A number of fluorescent cyanine indoline (1 and 2) and quinoline dye derivatives (3) were investigated for their ability to act as photosensitizers in a photographic process (FIG. 22). The visible absorption maxima for 1-3 are 546 nm, 646 nm and 607 nm, respectively.

The indoline dye (1) was readily detected down to the 3×10−14 mol. (30 fmol), whereas the limit of detection of (2) was approximately 1-3 fmol (FIGS. 22a and 22b). The detection of the quinoline cyanine dye (3) was found to be more sensitive (detection limit ˜0.3 fmol) than the indoline dyes (FIG. 22c). Background fog may occur upon irradiation with intense light, however, fog can be suppressed by using a low intensity infrared light source, although sensitivity is somewhat lower (FIG. 22d-f).

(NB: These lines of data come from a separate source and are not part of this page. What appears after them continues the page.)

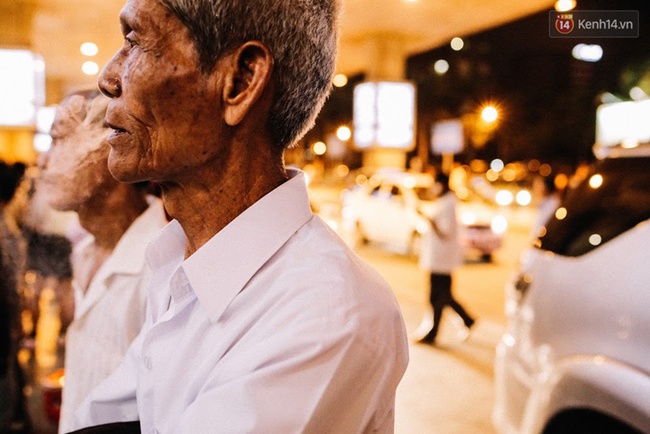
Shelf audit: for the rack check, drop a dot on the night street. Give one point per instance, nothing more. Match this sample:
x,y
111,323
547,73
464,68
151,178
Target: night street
x,y
449,388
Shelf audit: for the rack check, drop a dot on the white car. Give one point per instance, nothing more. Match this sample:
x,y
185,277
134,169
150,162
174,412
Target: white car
x,y
575,356
389,208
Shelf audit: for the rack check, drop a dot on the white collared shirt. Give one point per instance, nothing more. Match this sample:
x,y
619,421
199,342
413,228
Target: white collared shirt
x,y
110,313
272,326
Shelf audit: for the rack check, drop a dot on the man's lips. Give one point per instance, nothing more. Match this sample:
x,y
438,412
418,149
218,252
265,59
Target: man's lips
x,y
116,128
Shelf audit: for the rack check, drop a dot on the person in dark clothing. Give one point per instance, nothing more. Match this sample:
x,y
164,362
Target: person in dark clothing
x,y
13,411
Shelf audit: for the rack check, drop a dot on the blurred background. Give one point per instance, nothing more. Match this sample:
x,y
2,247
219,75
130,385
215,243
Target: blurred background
x,y
475,88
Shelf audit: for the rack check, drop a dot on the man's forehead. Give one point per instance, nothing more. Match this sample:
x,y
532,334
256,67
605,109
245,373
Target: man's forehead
x,y
135,11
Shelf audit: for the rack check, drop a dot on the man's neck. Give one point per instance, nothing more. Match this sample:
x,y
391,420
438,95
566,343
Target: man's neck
x,y
108,217
212,198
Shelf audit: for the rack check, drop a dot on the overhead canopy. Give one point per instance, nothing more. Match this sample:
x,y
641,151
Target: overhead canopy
x,y
59,27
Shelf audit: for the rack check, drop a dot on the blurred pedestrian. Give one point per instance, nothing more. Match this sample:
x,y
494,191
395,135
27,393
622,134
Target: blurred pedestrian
x,y
13,409
109,272
262,318
441,255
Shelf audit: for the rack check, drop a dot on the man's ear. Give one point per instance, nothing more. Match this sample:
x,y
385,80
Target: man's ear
x,y
250,72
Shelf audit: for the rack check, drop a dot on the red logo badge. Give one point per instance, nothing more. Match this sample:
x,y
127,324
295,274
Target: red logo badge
x,y
564,23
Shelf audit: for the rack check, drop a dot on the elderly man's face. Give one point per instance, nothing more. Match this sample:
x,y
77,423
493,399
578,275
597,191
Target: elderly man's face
x,y
74,169
165,111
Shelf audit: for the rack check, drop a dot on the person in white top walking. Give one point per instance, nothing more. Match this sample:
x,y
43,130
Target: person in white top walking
x,y
109,272
260,318
441,255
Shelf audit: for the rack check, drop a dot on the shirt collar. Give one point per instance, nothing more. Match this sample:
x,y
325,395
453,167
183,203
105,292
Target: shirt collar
x,y
220,269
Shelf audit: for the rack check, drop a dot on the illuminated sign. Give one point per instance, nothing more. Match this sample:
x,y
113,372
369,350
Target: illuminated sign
x,y
384,115
22,87
623,123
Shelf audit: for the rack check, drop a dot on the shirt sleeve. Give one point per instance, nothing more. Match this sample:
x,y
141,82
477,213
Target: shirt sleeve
x,y
298,387
113,400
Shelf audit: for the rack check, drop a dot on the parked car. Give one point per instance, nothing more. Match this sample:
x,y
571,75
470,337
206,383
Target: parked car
x,y
391,209
575,356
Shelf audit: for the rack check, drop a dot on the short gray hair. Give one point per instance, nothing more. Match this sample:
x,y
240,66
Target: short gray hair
x,y
301,35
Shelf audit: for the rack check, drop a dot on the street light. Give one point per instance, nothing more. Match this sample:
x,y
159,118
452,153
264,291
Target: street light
x,y
489,114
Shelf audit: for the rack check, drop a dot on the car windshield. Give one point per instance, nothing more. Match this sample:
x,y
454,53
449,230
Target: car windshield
x,y
613,199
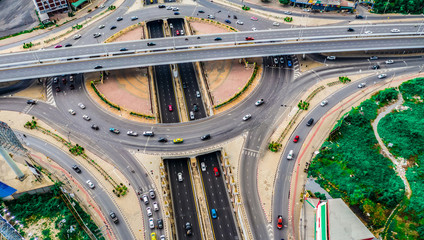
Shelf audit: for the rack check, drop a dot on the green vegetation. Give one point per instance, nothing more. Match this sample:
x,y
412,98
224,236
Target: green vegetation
x,y
399,6
54,208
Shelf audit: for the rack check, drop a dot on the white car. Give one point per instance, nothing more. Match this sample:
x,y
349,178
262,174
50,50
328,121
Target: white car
x,y
382,76
90,184
149,211
247,117
151,223
155,206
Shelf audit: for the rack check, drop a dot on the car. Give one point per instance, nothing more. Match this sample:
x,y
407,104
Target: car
x,y
160,223
114,130
145,199
151,223
31,101
259,102
90,184
188,228
148,134
310,122
205,137
280,222
76,168
216,171
213,213
132,133
114,217
155,206
382,76
152,194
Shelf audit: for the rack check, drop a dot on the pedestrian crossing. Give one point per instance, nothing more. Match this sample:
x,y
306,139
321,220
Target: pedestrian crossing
x,y
49,93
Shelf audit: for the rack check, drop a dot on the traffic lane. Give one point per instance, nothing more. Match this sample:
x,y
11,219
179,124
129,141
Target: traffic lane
x,y
183,198
98,193
217,197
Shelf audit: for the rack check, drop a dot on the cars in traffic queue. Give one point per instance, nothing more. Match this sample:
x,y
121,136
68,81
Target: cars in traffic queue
x,y
280,222
132,133
114,130
90,184
216,171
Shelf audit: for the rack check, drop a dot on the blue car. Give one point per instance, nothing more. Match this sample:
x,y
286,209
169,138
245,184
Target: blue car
x,y
213,213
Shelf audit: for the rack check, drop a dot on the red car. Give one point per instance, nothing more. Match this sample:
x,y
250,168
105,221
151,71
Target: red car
x,y
215,170
280,222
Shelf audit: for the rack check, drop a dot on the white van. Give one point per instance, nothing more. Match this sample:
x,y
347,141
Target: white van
x,y
290,155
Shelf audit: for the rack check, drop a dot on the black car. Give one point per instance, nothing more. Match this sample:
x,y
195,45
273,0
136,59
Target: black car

Control experiments (FIG. 23) using unmodified oligodeoxyribonucleotides (ODN-1, ODN-2, ODN-3) produced a small background negative photographic response upon high-energy irradiation at levels of 50 nmol. (i.e. three orders of magnitude difference). The negative background levels can be suppressed completely if irradiation is conducted with an infrared lamp for 5 minutes (FIG. 23b). In summary, unmodified DNA gives no staining.

A dilution series of commercially available dyes Cy5 (λmax=646 nm, ODN-4) and Cy5.5 (λmax=646 nm, ODN-5) tethered ODNs were then tested (FIG. 16). The detection limit of ODN-4 was found to be 100 fmol, whereas the sensitivity of Cy5.50DN-5 detection was a factor of ten higher (detection limit 10 fmol). Therefore, although a slight decrease in sensitivity was observed with cyanine dye conjugated ODNs compared with their non-tethered controls (FIG. 24), the results clearly demonstrate that the photography of photosensitizer-conjugated biomolecules such as ODNs can be used at a highly sensitive analytical tool.

Photosensitive dyes, e.g. compounds 4 or 5 also may be introduced into nucleic acids via Click chemistry (FIG. 25).

CONCLUSION

A photographic methodology can be coupled with photosensitized dye-nucleic acids to create a fast, simple, efficient and sensitive method for analyte, e.g. nucleic acid, detection.

Suitable examples of photosensitizer groups are quinoline-based cyanine dyes (e.g. 3) or indoline dyes (e.g. 1 or 2) as shown in FIG. 22, which offer sensitives of at least 10 fmol (1), 1 fmol (2) or 0.1 fmol (3).

Indoline-based dyes such as Cy5 and Cy5.5 tethered to oligodeoxyribonucleotides may be detected at levels of 100 fmol and 10 fmol, respectively.